Following an elimination diet like The Myers Way® or another AIP protocol might have you feeling your menu options are limited. Let me reassure you that you can still indulge in some tasty desserts! This Skillet Brownie recipe is a perfect example of how you can enjoy a sweet treat while still repairing your gut and lowering inflammation. 

These AIP brownies closely adhere to the strict guidelines in The Myers Way® and other autoimmune protocol (AIP) diets. Remember, AIP is a type of elimination diet that aims to reduce your autoimmune systems by removing inflammatory and toxic foods from the body. As you heal, it becomes a lifestyle that empowers you to enjoy better health!

If you’ve never made a skillet brownie, you’re going to love this fun way of baking brownies. Instead of baking brownies in a square pan, you bake them in a round cast-iron skillet. It’s healthier due to the gluten-free flour mix and unrefined sugars. It’s so good served warm with Raspberry Collagen Ice Cream!


To serve skillet brownies, you will slice them into wedges instead of squares. 

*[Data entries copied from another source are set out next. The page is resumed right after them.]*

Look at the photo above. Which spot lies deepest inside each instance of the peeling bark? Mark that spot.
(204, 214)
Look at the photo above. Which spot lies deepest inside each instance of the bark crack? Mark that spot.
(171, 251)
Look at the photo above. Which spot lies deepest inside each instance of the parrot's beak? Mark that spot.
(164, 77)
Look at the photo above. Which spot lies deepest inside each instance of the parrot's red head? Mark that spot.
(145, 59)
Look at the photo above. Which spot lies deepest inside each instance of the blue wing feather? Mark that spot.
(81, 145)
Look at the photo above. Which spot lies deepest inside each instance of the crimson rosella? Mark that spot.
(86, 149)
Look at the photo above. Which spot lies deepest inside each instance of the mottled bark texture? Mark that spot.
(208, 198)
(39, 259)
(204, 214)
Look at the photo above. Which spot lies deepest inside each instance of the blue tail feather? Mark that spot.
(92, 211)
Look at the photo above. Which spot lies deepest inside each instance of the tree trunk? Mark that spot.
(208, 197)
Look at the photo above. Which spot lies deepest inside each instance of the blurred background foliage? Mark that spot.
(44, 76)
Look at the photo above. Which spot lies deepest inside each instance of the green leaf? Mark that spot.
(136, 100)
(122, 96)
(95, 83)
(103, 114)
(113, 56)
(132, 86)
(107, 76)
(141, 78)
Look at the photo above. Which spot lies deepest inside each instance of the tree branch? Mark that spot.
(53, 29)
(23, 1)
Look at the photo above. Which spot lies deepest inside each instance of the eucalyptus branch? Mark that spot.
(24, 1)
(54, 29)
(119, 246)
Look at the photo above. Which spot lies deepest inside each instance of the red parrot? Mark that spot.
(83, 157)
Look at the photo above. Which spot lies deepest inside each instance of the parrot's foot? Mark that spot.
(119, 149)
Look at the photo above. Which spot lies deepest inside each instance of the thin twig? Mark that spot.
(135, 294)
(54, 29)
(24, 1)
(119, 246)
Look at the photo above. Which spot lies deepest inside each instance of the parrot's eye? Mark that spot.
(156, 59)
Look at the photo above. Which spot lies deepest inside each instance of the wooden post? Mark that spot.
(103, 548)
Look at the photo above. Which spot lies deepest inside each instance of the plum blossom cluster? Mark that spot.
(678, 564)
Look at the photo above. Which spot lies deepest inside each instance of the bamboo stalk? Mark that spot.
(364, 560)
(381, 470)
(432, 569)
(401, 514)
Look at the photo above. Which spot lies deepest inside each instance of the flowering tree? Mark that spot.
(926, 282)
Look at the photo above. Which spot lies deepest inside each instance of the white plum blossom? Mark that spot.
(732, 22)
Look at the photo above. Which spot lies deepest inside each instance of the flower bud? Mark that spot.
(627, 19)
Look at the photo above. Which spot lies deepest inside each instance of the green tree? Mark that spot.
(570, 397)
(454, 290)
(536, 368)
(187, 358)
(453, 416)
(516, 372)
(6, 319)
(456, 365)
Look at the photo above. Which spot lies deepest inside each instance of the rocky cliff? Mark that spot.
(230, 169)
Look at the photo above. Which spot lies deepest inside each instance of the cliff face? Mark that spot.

Before dishing them out, allow them to cool for just a few minutes. Serve them warm, preferably with a scoop or AIP dairy-free ice cream on top. If you cannot find dairy-free, AIP friendly ice cream in stores, you can easily make some following this recipe for Raspberry Collagen Ice Cream. Chocolate and raspberry already go great together, and now you can enjoy beautiful skin and hair knowing you’re getting an extra boost of collagen protein.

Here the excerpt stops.